Older adults and people with underlying health conditions are more likely to suffer life-threatening health consequences if they contract the virus. Given that the virus is so contagious, the risks are particularly high for those who live in large group settings. Because of this, an estimated 22,425 vaccine doses are planned for nursing facilities, and as the rollout continues, additional doses will be allocated for assisted living and residential care facilities.
The Oregon Department of Human Services (ODHS) and Oregon Health Authority (OHA) are working with the U.S. Department of Health and Human Services’ Pharmacy Partnership for Long-Term Care Program to implement the COVID-19 vaccine plan in Oregon. The plan calls for the pharmacy partners involved ̶ Consonus Pharmacy, CVS and Walgreens ̶ to set up on-site vaccination clinics at the state’s long-term care facilities as well as smaller congregate care settings. Smaller settings include group homes for older adults, adults with disabilities and people with intellectual and developmental disabilities, as well as behavioral health residential care centers.
“We are full of hope that this vaccination program will reduce the suffering and hardship experienced by long-term care residents, staff and their families,” said ODHS Director Fariborz Pakseresht. “While we are pleased with the speed at which the vaccination program is rolling out, it will take some time to reach all facilities. In the meantime, we must remain vigilant and continue strict infection control policies and practices.”
CVS Pharmacy Manager, Cameron Schmitt, stands in front of Village Manor where a COVID-19 vaccination clinic was held December 21st.
Oregon reports 4,475 people vaccinated in first week of COVID-19 immunizations
OHA launches COVID-19 vaccine dashboard
OHA announced that 4,475 health care workers were vaccinated in the first week of the state’s COVID-19 immunization program.
The data are part of a new public data dashboard showing the status of the state’s COVID-19 vaccination effort.
The dashboard will provide daily updates on the number of people partially and fully vaccinated, along with key demographic information showing race, ethnicity, sex and age of everyone immunized.
The dashboard also shows information by county.

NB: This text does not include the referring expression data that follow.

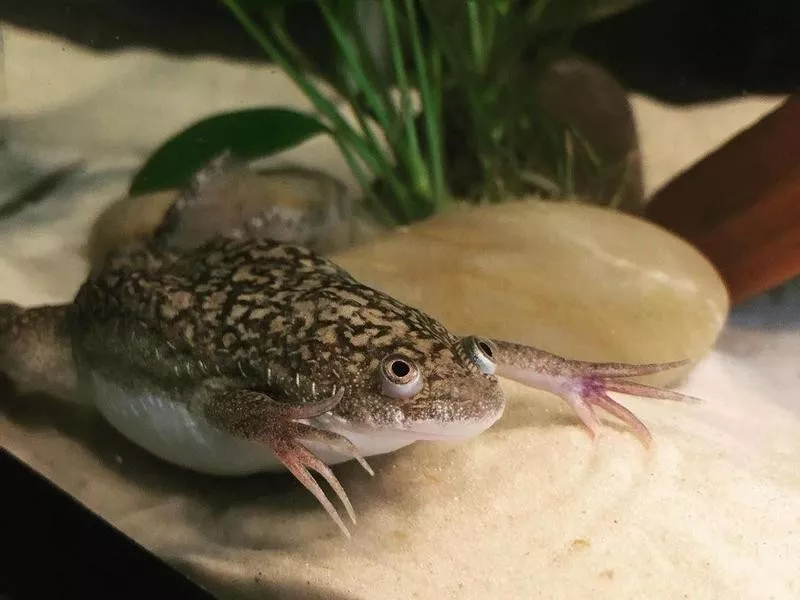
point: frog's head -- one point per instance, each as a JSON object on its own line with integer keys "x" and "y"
{"x": 432, "y": 388}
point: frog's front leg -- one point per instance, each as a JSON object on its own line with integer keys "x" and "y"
{"x": 255, "y": 416}
{"x": 583, "y": 385}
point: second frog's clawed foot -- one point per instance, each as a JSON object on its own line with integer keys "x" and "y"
{"x": 585, "y": 386}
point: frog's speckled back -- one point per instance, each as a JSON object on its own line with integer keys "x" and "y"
{"x": 241, "y": 307}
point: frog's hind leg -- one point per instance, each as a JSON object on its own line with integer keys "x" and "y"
{"x": 255, "y": 416}
{"x": 35, "y": 350}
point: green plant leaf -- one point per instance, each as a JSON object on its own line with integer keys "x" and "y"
{"x": 248, "y": 134}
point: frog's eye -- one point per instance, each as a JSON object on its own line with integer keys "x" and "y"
{"x": 400, "y": 377}
{"x": 482, "y": 352}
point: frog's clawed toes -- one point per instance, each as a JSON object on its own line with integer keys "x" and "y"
{"x": 255, "y": 416}
{"x": 584, "y": 385}
{"x": 298, "y": 460}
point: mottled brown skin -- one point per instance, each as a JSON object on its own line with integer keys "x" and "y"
{"x": 233, "y": 310}
{"x": 251, "y": 340}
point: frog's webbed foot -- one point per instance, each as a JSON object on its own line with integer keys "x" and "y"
{"x": 583, "y": 385}
{"x": 255, "y": 416}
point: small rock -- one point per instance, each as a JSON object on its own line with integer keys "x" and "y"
{"x": 577, "y": 280}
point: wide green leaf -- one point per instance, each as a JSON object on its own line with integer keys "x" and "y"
{"x": 248, "y": 134}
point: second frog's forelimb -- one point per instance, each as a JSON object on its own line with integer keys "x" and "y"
{"x": 583, "y": 385}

Right now, there is not enough vaccine to immunize everyone in the United States against COVID-19. Currently the only people prioritized to receive the vaccine are health care workers and people who live or work in long-term care facilities, such as skilled nursing facilities. The numbers in the dashboard reflect the total number of vaccines administered to date in Oregon, based on these populations. See the statewide rollout plan here.

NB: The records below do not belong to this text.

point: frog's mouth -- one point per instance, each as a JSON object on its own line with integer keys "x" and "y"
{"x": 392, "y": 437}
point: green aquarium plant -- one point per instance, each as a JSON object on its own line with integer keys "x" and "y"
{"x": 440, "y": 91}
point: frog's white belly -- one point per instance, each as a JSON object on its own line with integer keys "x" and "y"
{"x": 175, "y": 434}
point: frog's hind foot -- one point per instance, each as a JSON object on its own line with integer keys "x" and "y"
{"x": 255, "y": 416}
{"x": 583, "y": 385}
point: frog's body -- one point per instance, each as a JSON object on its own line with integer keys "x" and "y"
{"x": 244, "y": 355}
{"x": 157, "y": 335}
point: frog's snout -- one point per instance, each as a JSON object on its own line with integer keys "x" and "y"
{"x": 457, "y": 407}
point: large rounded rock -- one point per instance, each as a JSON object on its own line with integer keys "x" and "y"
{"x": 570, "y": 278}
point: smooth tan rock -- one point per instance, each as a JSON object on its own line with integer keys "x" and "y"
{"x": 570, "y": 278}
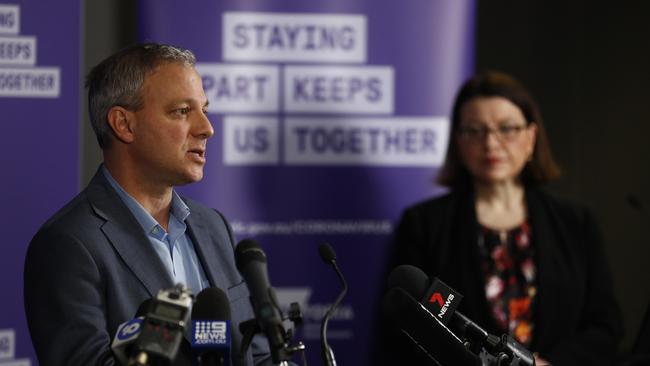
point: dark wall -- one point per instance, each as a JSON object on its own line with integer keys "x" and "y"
{"x": 587, "y": 65}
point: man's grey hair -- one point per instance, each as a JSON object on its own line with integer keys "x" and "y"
{"x": 118, "y": 81}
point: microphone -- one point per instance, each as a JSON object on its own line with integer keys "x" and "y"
{"x": 442, "y": 300}
{"x": 211, "y": 332}
{"x": 251, "y": 263}
{"x": 328, "y": 256}
{"x": 128, "y": 332}
{"x": 426, "y": 330}
{"x": 156, "y": 337}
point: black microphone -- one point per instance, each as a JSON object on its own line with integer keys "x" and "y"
{"x": 328, "y": 256}
{"x": 155, "y": 337}
{"x": 211, "y": 331}
{"x": 128, "y": 332}
{"x": 251, "y": 263}
{"x": 441, "y": 301}
{"x": 427, "y": 332}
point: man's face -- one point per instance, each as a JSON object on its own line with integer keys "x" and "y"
{"x": 172, "y": 129}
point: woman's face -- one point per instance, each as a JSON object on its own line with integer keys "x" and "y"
{"x": 494, "y": 140}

Stay home for the holidays
People in Oregon love having a reason to gather, and there’s no better time of year to spend with loved ones than the winter holidays. We want to remind you that this year the safest activity is to stay home. If you are thinking of traveling, please consider the risk. The type of travel that is the lowest risk is traveling by car with only the people you live with.
If you do have to travel, here are some tips for increasing your safety:
- If you can, travel alone by car, or only with people you live with.
- Limit stops and wear a face covering when you do have to stop.
- If you have to travel by airplane, train, ship, ferry, subway, taxi or ride share wear a face covering.
- Keep six feet of physical distance between yourself and anyone you don’t live with whenever possible.
- Wash your hands often. Bring hand sanitizer with at least 60% alcohol in case there is no place to wash hands.
- Stay in a separate room from others when you arrive at your destination.
Anyone who returns to Oregon or enters the state because of non-essential travel is urged to quarantine for 14 days after arrival and limit their interactions to the people they live with.
I tested negative, can I go out now?
If you test negative for COVID-19, it’s still important to take precautions that keep yourself and others safe. Maintaining physical distancing, wearing a mask and avoiding large gatherings are critical. Because tests can provide a false negative result, if you are symptomatic or you have been in close contact with someone who has tested positive, you should continue to follow public health recommendations to stay home. This chart will help you understand your test results.
Testing is only one important way to stop the spread of COVID. It is still important for everyone to:
- Wear masks.
- Avoid large groups.
- Stay at least six feet apart from people who you don’t live with.